When you write a blog and post as often as I do on social media, one thing is certain. Opinions are abundant.

“If you want Sienna to be treated like everyone else, why do you constantly draw attention to Down syndrome?”

“You don’t have to defend her, you know. She’s just a baby.”

“Don’t you think advocacy has taken over your life? Is that really what’s best for Sienna? For Haley? For your marriage?”

These are actual quotes from people in my life whom I love. They all want what’s best for me, for my family, and my children. If they question it, do you know how many times a day I question it?
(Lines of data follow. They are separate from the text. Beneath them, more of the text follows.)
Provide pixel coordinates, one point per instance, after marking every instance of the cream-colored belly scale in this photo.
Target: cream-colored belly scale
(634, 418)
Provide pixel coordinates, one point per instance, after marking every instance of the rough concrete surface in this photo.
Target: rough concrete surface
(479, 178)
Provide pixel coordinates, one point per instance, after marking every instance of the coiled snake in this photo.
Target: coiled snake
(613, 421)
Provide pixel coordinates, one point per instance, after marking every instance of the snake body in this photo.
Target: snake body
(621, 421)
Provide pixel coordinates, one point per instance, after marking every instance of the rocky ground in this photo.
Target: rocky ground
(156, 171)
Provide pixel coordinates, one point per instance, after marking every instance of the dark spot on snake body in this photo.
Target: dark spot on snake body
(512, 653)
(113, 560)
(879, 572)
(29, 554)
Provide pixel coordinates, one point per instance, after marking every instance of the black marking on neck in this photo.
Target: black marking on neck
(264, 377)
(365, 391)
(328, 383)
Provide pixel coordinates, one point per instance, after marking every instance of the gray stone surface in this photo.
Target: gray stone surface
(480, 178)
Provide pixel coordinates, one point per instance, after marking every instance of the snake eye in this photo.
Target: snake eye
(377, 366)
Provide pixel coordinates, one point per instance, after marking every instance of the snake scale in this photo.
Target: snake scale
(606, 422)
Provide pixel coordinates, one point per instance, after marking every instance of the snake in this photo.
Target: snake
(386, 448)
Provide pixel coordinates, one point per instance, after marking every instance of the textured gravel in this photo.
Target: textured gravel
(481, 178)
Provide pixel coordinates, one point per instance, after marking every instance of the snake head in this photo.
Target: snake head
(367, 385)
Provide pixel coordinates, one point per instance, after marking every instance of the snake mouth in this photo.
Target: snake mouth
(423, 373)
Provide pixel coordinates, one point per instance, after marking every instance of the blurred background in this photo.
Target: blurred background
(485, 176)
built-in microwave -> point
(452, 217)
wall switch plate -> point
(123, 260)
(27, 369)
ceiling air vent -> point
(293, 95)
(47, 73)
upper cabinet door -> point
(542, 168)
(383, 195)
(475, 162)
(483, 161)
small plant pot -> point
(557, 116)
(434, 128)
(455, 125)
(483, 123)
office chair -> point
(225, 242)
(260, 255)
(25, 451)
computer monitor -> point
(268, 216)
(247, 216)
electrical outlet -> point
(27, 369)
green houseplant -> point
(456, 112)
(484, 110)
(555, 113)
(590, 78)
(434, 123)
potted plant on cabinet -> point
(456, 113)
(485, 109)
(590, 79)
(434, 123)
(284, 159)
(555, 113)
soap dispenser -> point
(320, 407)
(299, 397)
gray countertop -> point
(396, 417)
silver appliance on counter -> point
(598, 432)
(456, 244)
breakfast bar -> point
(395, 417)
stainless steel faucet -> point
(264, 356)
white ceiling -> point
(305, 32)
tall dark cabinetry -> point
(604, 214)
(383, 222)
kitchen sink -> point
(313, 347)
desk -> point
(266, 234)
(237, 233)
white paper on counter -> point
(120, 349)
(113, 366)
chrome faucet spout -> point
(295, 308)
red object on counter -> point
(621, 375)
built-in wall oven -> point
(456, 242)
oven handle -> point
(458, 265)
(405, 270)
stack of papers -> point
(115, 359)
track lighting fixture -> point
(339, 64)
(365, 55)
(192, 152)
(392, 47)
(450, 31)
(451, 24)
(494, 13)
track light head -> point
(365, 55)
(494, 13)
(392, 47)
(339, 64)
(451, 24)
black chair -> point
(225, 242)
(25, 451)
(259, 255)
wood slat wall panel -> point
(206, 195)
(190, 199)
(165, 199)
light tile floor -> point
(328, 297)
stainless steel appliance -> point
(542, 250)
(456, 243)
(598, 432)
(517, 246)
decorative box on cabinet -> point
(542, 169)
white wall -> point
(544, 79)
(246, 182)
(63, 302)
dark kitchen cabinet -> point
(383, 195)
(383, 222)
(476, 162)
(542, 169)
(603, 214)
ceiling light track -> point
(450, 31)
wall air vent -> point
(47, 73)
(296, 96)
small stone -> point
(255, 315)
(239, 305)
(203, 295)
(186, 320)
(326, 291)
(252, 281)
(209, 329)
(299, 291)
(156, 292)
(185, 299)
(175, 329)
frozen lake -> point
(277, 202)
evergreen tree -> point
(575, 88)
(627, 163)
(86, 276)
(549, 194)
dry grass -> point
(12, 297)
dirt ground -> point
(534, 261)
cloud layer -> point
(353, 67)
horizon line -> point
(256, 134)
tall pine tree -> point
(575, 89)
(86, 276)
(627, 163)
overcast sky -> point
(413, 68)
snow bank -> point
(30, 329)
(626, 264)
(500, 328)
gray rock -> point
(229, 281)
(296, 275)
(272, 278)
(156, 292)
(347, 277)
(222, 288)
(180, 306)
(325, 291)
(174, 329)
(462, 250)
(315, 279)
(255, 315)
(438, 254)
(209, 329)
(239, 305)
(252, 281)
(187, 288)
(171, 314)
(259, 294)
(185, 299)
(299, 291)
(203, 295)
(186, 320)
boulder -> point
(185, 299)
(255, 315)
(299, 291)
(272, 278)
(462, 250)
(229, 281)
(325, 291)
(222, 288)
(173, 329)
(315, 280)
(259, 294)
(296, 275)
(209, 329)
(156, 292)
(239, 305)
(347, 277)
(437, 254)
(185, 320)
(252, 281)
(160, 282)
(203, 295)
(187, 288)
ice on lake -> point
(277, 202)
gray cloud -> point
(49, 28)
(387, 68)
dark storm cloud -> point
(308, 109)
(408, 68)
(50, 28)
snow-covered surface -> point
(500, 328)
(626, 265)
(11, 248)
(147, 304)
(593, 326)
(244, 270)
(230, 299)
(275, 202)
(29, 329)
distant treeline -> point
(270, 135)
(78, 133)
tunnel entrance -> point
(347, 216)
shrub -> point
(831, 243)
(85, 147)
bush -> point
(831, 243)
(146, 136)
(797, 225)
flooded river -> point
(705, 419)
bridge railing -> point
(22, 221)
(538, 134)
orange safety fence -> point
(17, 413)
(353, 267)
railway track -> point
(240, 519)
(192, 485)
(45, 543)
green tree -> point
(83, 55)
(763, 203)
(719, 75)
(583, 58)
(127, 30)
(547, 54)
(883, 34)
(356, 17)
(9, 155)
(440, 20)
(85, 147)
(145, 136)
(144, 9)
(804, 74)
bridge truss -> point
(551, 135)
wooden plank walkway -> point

Constantly.

I am in the midst of a WDSD school tour teaching children about Down syndrome, carting Sienna along with me to show children that God creates beauty in all of us, that we all have unique talents and challenges. I am drawing attention to her.

The reality is this. Down syndrome is here to stay. I am not ashamed of it. Yes, it is a big part of our lives. I have a tattoo on my arm that signifies how proud I am of my daughter and our family, so obviously, I am in it for life. Sienna’s diagnosis is written on her face, and it will be for the rest of her life. Sometimes, I am relieved that her face reveals her challenges. I see mothers with children on the spectrum. How do they explain that their child is not misbehaving, without pointing out their diagnosis? It’s a constant battle.

Motherhood is insecurity at all times. You make decisions on behalf of these tiny, incapable, humans. You hope that you are doing the right thing, but you don’t get to see the future. If you screw up, their happiness and place in this world are at risk, and all of that lands on you. It’s pressure. It’s stress. It’s hardship. It’s also beauty, fulfillment, and reward. All of these feelings coexist in my world, at this moment in time.

The truth is, I have no idea if I am doing the right thing. Does anyone? Aren’t we all just faking it? All I know is that it feels right. It feels right to visit schools and share Sienna. It feels right to use my voice to tell society how much color Sienna brings to our world. It feels right to talk about Down syndrome and her challenges, because they are my challenges too. I might change my mind some day. I reserve that right. For now, this is where we are.

If you don’t use your voice to tell your story, will anyone ever hear it? Will anyone ever learn from it? Your story is who you are, and our story is Down syndrome. Our story is girl power. Our story is miscarriages and infertility. Our story is heartbreak, adventure, and redemption. Thank you for reading about this life we got. You make this mom feel like she is doing something worthwhile.